Said Michael Munger, a Duke University professor and former Libertarian candidate for governor:
“The current system forces people to vote for someone they don’t like to keep the person they hate out of office,” Munger said. “We’re always voting our fears.” Instant runoff voting, he said, gives people the chance to “vote their dreams.”
They are billing it as “100 days that will change North Carolina.” On November 2, we’ll know if they are right. Today was the latest stop on the Republican tour of North Carolina to raise support for N.C. House and Senate candidates. NCGOP Chairman Tom Fetzer, House Whip Thom Tillis, Sen. Bob Rucho and local candidates Bill Brawley (NC House 103) and Tommy Tucker (NC Senate 35) mingled with supporters at Jimmie’s Restaurant for lunch.
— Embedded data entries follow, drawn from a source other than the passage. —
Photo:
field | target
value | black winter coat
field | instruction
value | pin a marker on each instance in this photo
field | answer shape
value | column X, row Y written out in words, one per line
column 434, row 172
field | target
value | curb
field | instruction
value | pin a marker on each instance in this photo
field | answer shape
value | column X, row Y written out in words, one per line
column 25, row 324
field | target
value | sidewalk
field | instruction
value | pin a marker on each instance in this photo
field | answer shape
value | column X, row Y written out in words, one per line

Also in attendance were Mint Hill Commissioner Lloyd Austin, who lost to Brawley in the primary, and Mayor Ted Biggers who said he was there to welcome the GOP officials to Mint Hill.
Don’t know the name Dr. Mike Beitler? In a state like North Carolina that hinders involvement from third parties, it’s understandable. Beitler is the Libertarian candidate running for U.S. Senate. He will face incumbent Richard Burr and Democrat Elaine Marshall in the fall elections. Libertarians rarely win despite having a platform that for the most part takes the best ideas Republicans and Democrats have to offer. However, Libertarians tend to be ex-Republicans and are generally considered conservative. That is why it was somewhat of a shock to see this paragraph in a recent press release:
As you know, Beitler has been polling between 6-10% in recent polls and he has taken a controversial stance on the immigration issue (in favor of amnesty and pathway to citizenship).
Even Democrats, who in general favor amnesty, do not have the guts to use the word “amnesty.” Yes, Beitler might not be known now, and he may not be on election day, but with such a controversial stance on immigration, he will raise more than a few eyebrows.